Christopher Stevens, Daily Mail

“I’m glad I stuck with Broadchurch; this last episode was easily the best of the bunch. The final confession scenes were every bit as dramatic as anything in the first series. Broadchurch has secured and stowed all loose ends, but there’s still plenty of scope for series three.”
Tim Dowling, The Guardian

“Phew! So Broadchurch delivered a punchy final episode that just about managed to tie up the confusing plot strands thrown at us over the past eight weeks and even displayed one or two flashes of the brilliance for which we loved it first time round. Even this episode wasn’t wholly convincing, though. That the self-confessed child murderer Joe Miller could finally be acquitted was easy enough to swallow.
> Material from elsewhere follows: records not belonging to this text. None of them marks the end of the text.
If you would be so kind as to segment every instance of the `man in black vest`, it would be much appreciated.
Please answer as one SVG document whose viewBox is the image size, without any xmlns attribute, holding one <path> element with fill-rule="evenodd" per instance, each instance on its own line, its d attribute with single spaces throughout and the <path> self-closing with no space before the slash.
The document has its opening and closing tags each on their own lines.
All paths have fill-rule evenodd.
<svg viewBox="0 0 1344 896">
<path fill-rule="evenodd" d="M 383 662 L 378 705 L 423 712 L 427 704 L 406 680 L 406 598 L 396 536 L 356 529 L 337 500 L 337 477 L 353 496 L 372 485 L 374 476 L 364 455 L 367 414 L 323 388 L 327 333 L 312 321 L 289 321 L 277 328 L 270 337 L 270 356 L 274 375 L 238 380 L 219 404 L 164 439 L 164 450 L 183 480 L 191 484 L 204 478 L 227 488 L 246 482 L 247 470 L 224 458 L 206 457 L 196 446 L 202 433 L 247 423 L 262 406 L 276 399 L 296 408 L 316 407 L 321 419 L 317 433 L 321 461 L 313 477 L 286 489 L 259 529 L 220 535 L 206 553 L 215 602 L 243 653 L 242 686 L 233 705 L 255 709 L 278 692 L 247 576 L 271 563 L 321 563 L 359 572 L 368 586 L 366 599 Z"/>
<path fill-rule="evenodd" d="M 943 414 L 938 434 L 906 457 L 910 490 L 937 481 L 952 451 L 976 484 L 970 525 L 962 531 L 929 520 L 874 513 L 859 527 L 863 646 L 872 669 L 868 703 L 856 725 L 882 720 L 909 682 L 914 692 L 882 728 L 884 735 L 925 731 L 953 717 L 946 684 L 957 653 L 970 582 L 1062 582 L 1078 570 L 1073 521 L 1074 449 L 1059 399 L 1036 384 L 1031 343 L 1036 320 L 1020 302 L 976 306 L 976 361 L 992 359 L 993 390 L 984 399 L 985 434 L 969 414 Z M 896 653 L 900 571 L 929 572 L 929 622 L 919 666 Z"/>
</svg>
Not least as he’d been tried at the hands of two of the least convincing, least competent and certainly most irritating barristers in recent TV history.”
Gerard O’Donovan, The Telegraph

Catastrophe, Channel 4

“I have a wee problem with Catastrophe. Two, in fact. Horgan and Delaney. Or, more accurately, their screen alter-egos ‘Sharon’ and ‘Rob’. Don’t get me wrong, I love these guys. Funny, beautiful, charismatic, talented, lovely, cheeky… you see where I’m going with this? They’re just too darn nice and so’s the show. Horgan and Delaney can do funny standing on their heads but series two could really sing if they ditch the sweetness and keep their claws out.”
Chris Bennion, The Independent

“This is a rare beast among current comedy hits. It’s dirty, yes — anything involving the making of a baby has to be, really — but also underplayed and authentic. A welcome change in tone, which deserves to be recognised come awards time.”
Alex Hardy, The Times

“I found myself rooting for Rob and Sharon, while simultaneously hoping Catastrophe wouldn’t patronise me by giving in. It takes considerable skill to make the viewer walk such a tightrope over six episodes, but how do you finish with a wedding and not spoil it with a happy ending? Catastrophe managed admirably, with a wedding-night fight and a final crisis.”
Tim Dowling, The Guardian

A Cook Abroad, BBC2

“My jaw dropped when I sat down to watch the fourth part of A Cook Abroad, which involved chef and MasterChef judge Monica Galetti “doing” France. Just where would she start, I wondered? Wisely, and in keeping with the personal tone of the whole series, Monica stuck to the lesser-known region that her husband hails from, the Jura Mountains. What’s so enchanting about French food is not the taste but the seriousness with which the people go at it.”